SB 199, which is now the primary social media control bill moving, requires social media providers to determine the age and Indiana residency of any individual seeking to create an account. The bill also creates a 10-year, ongoing “age estimation” system tied to usage thresholds, additional activity, and any collection of demographic information.

The bill applies to platforms with at least $1 billion in global revenue that use algorithmic content feeds, include “addictive features” like infinite scroll and autoplay, and have significant teen usage. These platforms must use “commercially reasonable methods” to determine whether a user is an Indiana resident and under 16 and must obtain verifiable parental consent before allowing adolescents to create accounts. The bill also requires ongoing age verification based on usage thresholds and mandates account termination if a minor cannot provide parental consent.

This would force Hoosiers to repeatedly verify their age and location through commercial methods that rely on transactional data, database checks, or third-party systems, requiring adults to surrender personal information and their anonymity to access lawful free speech online.
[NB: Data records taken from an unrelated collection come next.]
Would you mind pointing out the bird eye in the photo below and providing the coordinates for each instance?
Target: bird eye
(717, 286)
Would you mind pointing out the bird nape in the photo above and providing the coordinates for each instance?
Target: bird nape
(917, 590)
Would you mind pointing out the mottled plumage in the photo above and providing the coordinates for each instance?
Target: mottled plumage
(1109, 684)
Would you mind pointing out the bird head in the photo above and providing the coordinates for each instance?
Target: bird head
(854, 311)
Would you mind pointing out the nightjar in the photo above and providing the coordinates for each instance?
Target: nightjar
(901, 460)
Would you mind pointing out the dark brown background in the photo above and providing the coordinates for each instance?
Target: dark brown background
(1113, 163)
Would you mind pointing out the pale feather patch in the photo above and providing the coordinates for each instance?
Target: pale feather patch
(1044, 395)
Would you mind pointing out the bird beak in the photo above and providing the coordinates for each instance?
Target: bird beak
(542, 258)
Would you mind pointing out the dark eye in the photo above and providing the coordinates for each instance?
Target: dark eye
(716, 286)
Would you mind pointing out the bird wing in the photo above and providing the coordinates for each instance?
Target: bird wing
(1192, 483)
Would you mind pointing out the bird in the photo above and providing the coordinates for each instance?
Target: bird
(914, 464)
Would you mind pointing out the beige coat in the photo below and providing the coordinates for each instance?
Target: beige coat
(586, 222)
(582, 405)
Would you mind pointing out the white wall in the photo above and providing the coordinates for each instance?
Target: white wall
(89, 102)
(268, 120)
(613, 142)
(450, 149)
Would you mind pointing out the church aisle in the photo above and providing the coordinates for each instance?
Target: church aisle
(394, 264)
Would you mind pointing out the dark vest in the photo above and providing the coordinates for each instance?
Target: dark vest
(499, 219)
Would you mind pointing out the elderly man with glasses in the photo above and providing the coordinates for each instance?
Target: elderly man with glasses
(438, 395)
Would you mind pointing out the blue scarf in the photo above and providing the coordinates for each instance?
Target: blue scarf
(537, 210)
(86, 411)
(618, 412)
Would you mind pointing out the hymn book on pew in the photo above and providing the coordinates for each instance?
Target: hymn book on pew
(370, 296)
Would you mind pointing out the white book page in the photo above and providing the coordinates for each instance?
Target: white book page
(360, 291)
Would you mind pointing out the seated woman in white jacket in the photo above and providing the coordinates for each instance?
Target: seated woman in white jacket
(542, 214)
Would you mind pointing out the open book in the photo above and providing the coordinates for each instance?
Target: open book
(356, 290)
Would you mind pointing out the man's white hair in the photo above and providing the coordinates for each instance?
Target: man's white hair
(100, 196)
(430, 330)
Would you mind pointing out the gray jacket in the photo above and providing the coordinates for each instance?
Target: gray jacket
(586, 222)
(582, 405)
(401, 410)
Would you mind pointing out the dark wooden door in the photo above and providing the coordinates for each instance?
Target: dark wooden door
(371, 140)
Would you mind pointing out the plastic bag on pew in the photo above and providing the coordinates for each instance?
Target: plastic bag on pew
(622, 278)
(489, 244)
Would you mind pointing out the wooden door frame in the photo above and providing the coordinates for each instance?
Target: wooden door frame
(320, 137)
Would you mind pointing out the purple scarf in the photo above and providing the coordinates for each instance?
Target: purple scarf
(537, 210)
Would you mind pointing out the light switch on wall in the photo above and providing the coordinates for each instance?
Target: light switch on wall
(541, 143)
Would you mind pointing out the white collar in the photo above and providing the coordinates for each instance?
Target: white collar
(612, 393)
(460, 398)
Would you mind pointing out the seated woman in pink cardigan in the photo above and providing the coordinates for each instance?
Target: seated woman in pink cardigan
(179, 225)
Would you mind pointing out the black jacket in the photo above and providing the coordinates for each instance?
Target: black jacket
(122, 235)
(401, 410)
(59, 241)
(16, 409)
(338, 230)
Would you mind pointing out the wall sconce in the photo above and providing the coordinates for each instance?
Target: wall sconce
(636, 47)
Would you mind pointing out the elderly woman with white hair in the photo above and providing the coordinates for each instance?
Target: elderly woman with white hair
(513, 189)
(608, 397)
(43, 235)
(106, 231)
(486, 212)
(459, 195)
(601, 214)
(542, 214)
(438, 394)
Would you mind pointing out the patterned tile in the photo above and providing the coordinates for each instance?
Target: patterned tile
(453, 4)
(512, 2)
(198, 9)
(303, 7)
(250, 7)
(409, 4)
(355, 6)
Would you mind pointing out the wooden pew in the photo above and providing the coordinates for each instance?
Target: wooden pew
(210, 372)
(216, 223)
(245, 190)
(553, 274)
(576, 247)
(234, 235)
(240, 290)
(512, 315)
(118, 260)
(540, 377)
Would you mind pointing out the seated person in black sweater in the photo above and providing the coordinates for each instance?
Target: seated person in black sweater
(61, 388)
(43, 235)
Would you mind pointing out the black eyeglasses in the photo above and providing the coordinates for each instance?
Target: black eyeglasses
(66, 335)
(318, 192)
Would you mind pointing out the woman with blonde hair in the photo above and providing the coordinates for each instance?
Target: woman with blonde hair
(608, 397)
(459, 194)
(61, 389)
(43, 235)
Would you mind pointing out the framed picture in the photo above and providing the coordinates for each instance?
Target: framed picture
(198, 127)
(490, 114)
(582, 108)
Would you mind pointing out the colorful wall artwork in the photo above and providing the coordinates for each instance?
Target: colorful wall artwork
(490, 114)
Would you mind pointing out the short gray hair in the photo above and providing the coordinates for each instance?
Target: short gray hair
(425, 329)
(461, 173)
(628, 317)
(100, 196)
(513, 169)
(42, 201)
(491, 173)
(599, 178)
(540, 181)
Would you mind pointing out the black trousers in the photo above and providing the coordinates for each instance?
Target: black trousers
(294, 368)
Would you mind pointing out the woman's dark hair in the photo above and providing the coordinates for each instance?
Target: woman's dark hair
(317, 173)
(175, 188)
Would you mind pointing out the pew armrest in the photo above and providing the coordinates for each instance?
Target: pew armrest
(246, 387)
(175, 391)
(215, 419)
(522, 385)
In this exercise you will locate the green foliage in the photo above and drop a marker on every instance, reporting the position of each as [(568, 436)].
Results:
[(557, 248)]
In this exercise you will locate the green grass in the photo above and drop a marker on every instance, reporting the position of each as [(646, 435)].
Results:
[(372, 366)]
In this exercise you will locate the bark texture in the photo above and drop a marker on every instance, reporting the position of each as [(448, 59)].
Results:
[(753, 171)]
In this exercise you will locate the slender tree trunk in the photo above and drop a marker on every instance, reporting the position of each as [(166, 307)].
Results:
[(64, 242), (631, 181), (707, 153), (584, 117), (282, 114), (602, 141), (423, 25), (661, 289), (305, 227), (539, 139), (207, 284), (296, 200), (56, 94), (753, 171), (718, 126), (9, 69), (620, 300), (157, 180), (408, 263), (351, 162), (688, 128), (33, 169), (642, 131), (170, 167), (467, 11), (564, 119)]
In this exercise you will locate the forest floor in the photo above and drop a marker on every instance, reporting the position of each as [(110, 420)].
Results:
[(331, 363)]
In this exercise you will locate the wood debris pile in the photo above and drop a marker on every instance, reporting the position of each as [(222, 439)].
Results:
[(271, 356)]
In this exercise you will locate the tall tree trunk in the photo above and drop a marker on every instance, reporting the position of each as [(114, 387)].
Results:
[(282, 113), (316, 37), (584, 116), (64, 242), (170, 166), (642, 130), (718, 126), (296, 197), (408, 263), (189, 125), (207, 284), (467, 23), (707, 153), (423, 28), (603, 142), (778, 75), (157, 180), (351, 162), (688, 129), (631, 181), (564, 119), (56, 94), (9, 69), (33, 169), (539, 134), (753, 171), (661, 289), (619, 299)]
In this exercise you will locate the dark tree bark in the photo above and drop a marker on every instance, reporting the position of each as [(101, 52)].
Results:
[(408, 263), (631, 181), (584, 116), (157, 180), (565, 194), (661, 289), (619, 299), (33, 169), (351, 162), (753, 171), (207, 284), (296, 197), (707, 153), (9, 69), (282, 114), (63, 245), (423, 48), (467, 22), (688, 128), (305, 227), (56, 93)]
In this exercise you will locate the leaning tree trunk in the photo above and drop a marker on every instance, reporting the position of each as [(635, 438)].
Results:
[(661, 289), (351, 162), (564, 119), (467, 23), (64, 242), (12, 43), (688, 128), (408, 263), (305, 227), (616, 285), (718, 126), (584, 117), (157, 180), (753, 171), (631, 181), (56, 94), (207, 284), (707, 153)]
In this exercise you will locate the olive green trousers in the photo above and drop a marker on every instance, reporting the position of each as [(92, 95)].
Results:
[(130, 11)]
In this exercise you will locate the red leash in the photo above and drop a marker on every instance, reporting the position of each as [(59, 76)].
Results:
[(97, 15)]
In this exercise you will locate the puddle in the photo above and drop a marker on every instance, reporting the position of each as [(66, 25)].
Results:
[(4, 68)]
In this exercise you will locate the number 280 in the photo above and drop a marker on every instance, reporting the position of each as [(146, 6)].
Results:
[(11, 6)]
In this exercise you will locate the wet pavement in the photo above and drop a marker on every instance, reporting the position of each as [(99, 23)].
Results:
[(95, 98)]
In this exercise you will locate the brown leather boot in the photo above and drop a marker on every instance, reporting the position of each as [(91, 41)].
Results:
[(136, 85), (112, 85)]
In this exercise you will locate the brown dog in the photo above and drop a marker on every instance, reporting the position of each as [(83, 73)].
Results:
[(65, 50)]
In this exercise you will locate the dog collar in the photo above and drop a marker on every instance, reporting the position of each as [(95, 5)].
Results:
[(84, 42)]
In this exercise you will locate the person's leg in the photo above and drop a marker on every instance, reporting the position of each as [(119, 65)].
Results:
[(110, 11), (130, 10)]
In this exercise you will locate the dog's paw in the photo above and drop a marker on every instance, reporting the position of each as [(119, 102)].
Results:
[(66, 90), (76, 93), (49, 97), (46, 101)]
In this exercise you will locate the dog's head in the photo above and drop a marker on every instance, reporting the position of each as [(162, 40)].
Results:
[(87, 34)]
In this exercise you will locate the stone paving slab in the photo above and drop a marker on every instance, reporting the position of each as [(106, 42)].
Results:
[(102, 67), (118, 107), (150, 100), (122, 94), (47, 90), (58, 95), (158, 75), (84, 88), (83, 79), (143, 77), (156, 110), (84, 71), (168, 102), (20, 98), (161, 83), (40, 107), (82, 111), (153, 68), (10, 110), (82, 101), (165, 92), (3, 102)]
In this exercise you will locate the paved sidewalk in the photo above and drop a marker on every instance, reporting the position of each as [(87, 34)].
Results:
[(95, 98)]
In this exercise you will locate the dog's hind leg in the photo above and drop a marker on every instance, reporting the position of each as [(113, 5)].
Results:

Accounts for users under 17 must automatically include locked safety settings, including limits on direct messages and search visibility, and bans on algorithmic recommendations and behavior-based ads. Violations of these checks are treated as deceptive acts under Indiana’s Deceptive Consumer Sales Act and are enforceable by the attorney general.

We all want kids to be safe online, but we oppose SB 199 because it responds with an overbroad system that conditions access to lawful speech on recurring age and residency verification, pushing Hoosiers to hand over personal information and lose anonymity just to participate online. Its vague standards and enforcement penalties will drive platforms to over collect data, block lawful users who don’t have methods to prove their age, and chill protected speech for adults and minors alike. Indiana can protect kids through alternative safety measures and targeted enforcement against harmful conduct without a one-size-fits-all approach.